2020: Week 19 - Solution



You can find our full solution workflow below and download it from the Preppin' Data Community page!


This week was a follow up task from last week so that we could further analyse the Liverpool line-ups from this season's Premier League. 

Our first task was to use the previous solution's workflow, along with a couple of other data sources in order to further our analysis.

Step 1 - Calculate Goals Scored

The first step is to calculate how many goals each team scored, so we start by creating a branch just before the final aggregation tool on the previous workflow:

From here we can change the [No.] field to a Whole Number, then remove any unneeded fields for this part of analysis. These include:

  • Comp.
  • Date
  • Player Name
  • Subbed Off?
  • Subbed On?
  • Subbed On/Off
  • Sub Number
  • Mins Played 
  • Appearances
The next step will be to isolate each of the scores for each team.

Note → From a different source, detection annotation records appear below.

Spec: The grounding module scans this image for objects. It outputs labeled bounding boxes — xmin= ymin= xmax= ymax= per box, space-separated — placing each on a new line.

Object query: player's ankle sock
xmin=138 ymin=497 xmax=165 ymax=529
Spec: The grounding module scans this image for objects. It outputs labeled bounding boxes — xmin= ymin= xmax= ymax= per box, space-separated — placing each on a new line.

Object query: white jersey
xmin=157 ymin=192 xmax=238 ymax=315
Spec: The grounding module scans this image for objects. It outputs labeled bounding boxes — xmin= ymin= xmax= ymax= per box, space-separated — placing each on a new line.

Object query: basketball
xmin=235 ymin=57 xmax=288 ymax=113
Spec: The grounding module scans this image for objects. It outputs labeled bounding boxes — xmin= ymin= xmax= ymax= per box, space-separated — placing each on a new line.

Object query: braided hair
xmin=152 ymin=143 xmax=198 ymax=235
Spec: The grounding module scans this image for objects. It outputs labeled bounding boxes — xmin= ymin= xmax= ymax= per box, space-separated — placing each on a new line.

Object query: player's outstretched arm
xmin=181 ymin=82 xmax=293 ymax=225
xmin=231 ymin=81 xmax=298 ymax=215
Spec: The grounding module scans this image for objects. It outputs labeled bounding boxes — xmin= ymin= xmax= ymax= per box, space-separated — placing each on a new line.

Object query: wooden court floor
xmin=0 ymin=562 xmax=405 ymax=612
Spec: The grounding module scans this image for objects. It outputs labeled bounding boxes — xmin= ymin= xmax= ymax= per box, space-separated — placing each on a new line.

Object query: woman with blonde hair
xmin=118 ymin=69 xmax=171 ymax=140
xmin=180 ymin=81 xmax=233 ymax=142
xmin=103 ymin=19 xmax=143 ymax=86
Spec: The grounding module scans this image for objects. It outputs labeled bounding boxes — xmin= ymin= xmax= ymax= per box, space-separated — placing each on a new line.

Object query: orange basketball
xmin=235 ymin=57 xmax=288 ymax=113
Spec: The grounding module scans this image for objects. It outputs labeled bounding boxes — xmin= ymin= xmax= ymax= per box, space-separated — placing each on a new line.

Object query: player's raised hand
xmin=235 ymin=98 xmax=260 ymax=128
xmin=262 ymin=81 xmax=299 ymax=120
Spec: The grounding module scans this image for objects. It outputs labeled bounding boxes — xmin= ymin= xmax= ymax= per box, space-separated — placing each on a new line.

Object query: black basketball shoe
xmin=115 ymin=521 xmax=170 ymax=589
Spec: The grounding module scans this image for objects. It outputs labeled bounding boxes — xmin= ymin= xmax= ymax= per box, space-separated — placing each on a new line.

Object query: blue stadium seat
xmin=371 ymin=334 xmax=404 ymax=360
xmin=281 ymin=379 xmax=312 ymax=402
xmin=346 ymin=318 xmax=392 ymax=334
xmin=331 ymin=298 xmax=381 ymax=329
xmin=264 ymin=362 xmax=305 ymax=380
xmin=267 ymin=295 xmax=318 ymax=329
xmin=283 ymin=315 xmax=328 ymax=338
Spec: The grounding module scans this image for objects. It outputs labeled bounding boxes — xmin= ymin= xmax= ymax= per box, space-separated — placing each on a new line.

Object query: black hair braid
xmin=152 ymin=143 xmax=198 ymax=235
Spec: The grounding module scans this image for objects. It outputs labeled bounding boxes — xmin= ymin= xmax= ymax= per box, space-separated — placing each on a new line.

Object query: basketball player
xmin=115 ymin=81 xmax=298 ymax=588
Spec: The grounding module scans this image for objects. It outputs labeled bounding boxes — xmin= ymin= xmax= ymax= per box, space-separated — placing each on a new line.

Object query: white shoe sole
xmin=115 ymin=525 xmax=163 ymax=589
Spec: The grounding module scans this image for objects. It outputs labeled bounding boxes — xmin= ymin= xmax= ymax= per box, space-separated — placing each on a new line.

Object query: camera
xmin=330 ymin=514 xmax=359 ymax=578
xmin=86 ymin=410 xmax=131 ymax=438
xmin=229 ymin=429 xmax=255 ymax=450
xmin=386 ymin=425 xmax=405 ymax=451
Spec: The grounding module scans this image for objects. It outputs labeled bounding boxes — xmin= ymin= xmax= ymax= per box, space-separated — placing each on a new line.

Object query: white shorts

We can do this by splitting the score field using an automatic split on the [Result] field, leaving us with a column for each side of the '-' divider.


From here we can rename the split fields to [Home Goals] and [Away Goals] (Home goals will be the first number, and Away goals will be the second number). Then use the following calculations to determine whether Liverpool or the Opposition had scored the goals.

[Liverpool Goals]

IF [ Location] = 'H' THEN [Home Goals] 
ELSE [Away Goals]
END


[Opposition Goals]

IF [ Location] = 'A' THEN [Home Goals]
ELSE [Away Goals]
END


Now we have classified who scored the goal, we can remove the Home/Away goals field and we are left with this:


Next, we need to use an Aggregation tool to calculate the goals per match as there is currently a line per player, therefore this increases the amount of goals massively. The aggregation tool will need the following setup:


We group by [Formation], [Oppo Form.], [Opposition] and [No.] so that we can have a row for each match played. We need to group by [No.] as each team plays each other twice (Home & Away) each season. Then, if we average the [Liverpool Goals] and [Opposition Goals] we are left with the scoreline for each match that has been played. 


Now we have a single line for each match, we can again use an aggregation tool to calculate the numbers needed to answer our questions. The second aggregation tool for the combinations has the following setup: 


Group by [Formation] and [Oppo Form.] gives us all of the different combinations that we require, then calculating the Sum of [Liverpool Goals] and [Opposition Goals] gives us how many goals were scored in each combination. Then finally, bringing through the [number of rows] (Games Played) allows us to calculate how many times each combination of formation appears.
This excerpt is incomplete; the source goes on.